William “Bill” Russell
Bill Russell was one of the most prominent figures in the study and documentation of traditional New Orleans jazz.
William “Bill” Russell was one of the most prominent figures in the study and documentation of traditional New Orleans jazz, having devoted his life to recording, chronicling, preserving, archiving, and appreciating the city’s vast musical repertoire. Russell first visited New Orleans on February 26, 1937, where he was quickly captivated by the city’s music scene. He eventually moved there in the early 1940s to hear and record local jazz musicians.
Early Life
Russell was born Russell William Wagner in Canton, Missouri, on February 26, 1905. He changed his name when he became involved in music because of its association with the German composer Richard Wagner and instead adopted his first name as a surname.
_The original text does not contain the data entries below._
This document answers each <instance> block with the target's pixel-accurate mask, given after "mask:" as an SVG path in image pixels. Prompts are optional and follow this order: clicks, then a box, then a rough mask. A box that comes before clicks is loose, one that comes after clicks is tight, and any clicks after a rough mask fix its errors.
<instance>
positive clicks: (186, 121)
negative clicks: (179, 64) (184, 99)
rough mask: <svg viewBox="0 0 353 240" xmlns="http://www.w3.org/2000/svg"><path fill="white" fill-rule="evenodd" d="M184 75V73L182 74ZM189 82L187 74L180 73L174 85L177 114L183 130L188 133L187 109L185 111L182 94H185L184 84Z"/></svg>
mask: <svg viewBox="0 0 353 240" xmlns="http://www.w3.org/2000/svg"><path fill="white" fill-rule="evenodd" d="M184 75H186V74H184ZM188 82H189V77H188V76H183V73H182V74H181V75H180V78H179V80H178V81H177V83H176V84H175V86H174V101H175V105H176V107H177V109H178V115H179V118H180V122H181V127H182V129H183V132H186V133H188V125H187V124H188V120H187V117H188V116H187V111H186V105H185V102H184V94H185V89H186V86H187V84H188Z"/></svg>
Russell played violin from the age of ten, graduated from the Quincy Conservatory in Illinois, and continued to study violin in New York under Max Pilzer in 1927. Russell attended Columbia Teachers College in New York, where he took up composition and taught music in the city during the Great Depression. During this period, he made the acquaintance of experimental composers like Henry Cowell and John Cage and produced his complete oeuvre of eight compositions. From 1934 to 1940, Russell toured with the Red Gate Shadow Players, a group that performed Chinese shadow puppet plays, for which he played Chinese percussion instruments as part of their musical accompaniment. He began collecting early jazz records in the 1930s and resold many through the Hot Record Exchange he founded in 1935 with the artist Steve Smith.
Russell contributed articles to the French magazine Jazz Hot, and in 1939, as a contributor to the pioneering anthology Jazzmen, he began writing about New Orleans music. He played a major role in rediscovering and resurrecting the career of trumpeter Bunk Johnson. In 1944 he founded the American Music record label and personally recorded a historic series of more than sixty jazz recordings, some of which have been re-released on CD. In 1958 Russell became the first curator of the Archive of New Orleans Jazz, now known as the Hogan Archive of New Orleans Music and New Orleans Jazz at Tulane University. In his later years he compiled “Oh, Mister Jelly”: A Jelly Roll Morton Scrapbook (published posthumously), and from 1967 to 1991, he played and recorded extensively with the New Orleans Ragtime Orchestra and maintained an almost nightly presence at Preservation Hall.
Composer and Historian
Although not well known, Russell’s modest compositional output remains a pivotal work in the history of the percussion ensemble genre. While Edgard Varèse’s Ionisation was composed in 1931 and is generally considered the first chamber music for percussion alone, few are aware that Russell’s Fugue premiered at the same concert as Ionisation.
Russell’s early works predated and deeply influenced the percussion works of Cage, Cowell, Harrison, and their lesser-known contemporaries. He is the first composer in the Western tradition to integrate African, Caribbean, and Asian instruments with Western instruments and found objects. His experimentation with sticks and mallets, multiple-percussion setups for one player, innovative playing techniques, and the use of the piano as a percussion instrument were present in his work from the beginning—and at a highly innovative yet functional level of sophistication.
The primary characteristic of Russell’s music, the feature that imparts its joy and energy, is that it speaks in a uniquely American style, with influences from popular music and jazz. While Aaron Copland and others gained acclaim by writing in the same vein for European-style orchestras and ensembles, Russell’s choice of the percussion ensemble—which he assembled in a unique collage of Western and non-Western instruments along with found objects—qualifies his work as perhaps the first truly avant-garde, or experimental, American music. His appropriation of classical European forms (such as Prelude and Chorale and Fugue) juxtaposes the inherent dignity of percussion instruments with a delightful, explosive parody of traditional style. Indeed, this aesthetic revolution characterized the percussion movement that Russell helped foster. He died in New Orleans on August 9, 1992. His extensive collection of manuscripts, letters, recordings, and memorabilia is held by The Historic New Orleans Collection.